Cet amendement vise à la création d’une délégation parlementaire bicamérale au contrôle des exportations d’armement et de biens à double usage.
L’amendement s’inscrit dans la droite ligne du rapport d’information sur le contrôle des exportations d’armement présenté par M. Jacques MAIRE et Mme Michèle TABAROT et sa proposition n° 30 « Instituer une délégation parlementaire au contrôle des exportations d’armement et de biens à double usage, bicamérale et en format restreint ». Il s’inscrit également dans de nombreuses propositions de loi déposées tant à l’Assemblée nationale qu’au Sénat par plusieurs groupes politiques (Proposition de loi n° 3253 visant à renforcer le contrôle par le Parlement des exportations d’armes du député Alexis Corbière ; Proposition de loi constitutionnelle n° 3542 instituant une Commission parlementaire de contrôle des exportations d’armements du député Sébastien Nadot, Proposition de loi n° 878 visant à renforcer le contrôle sur le commerce des armes et relative à la violation des embargos de la sénatrice Michelle Gréaume).
La nécessité de renforcer le contrôle parlementaire de l’Assemblée nationale et du Sénat est un constat partagé de manière transpartisane et répond à une double problématique.
Le contrôle actuel est largement insuffisant.

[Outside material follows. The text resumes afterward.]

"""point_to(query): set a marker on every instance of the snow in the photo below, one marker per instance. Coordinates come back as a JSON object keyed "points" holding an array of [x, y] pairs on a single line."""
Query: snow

Les parlementaires ne disposent que de la diffusion d’un rapport annuel produit par le Gouvernement sur l’exportation d’armements ainsi que, plus récemment, du rapport annuel sur les biens à double usage. Outre les retards observés, les informations délivrées ne sont pas assez détaillées pour effectuer un contrôle robuste et efficace, ce qui a été confirmé par le rapport de Mr Maire et Mme Tabarot (page 108) : « L’information du Parlement se limite à un rapport annuel du Gouvernement sur la politique d’exportation de la France (...) Il ne permet pas une information réelle du Parlement, au-delà d’une approche statistique et des informations générales qu’il contient », ainsi que par des ONG telles qu’Amnesty International. Amnesty International rappelle également que le rapport annuel au Parlement sur les biens à double usage présente aujourd’hui les mêmes manquements, de même qu’il s’avère insuffisant tant sur le processus décisionnel à l’œuvre que sur le cadre juridique en vigueur et ses contours« .

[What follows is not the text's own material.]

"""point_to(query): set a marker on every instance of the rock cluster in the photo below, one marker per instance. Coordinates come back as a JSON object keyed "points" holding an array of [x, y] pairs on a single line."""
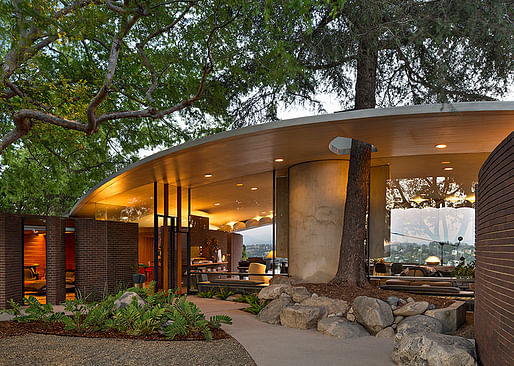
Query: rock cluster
{"points": [[416, 326]]}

L’absence de contrôle parlementaire est d’autant plus inquiétant que la politique française d’exportation d’armements est caractérisée par un manque de transparence, explicité avec justesse dans le rapport de Mr Maire et Mme Tabarot : « ce système est aujourd’hui interrogé, voire critiqué, compte tenu de son opacité et donc des doutes qu’il génère sur sa capacité à assurer le respect par la France de ses engagements européens et internationaux sur le plan du droit international humanitaire ».
Ainsi, la création d’une délégation parlementaire permettrait de donner au Parlement toute l’étendue nécessaire pour effectuer un réel contrôle a posteriori de la politique d’exportation d’armements et de biens à doubles usage de la France et ainsi d’avoir la matière nécessaire pour s’assurer que les décisions respectent le droit national, ainsi que les obligations européennes et internationales en la matière.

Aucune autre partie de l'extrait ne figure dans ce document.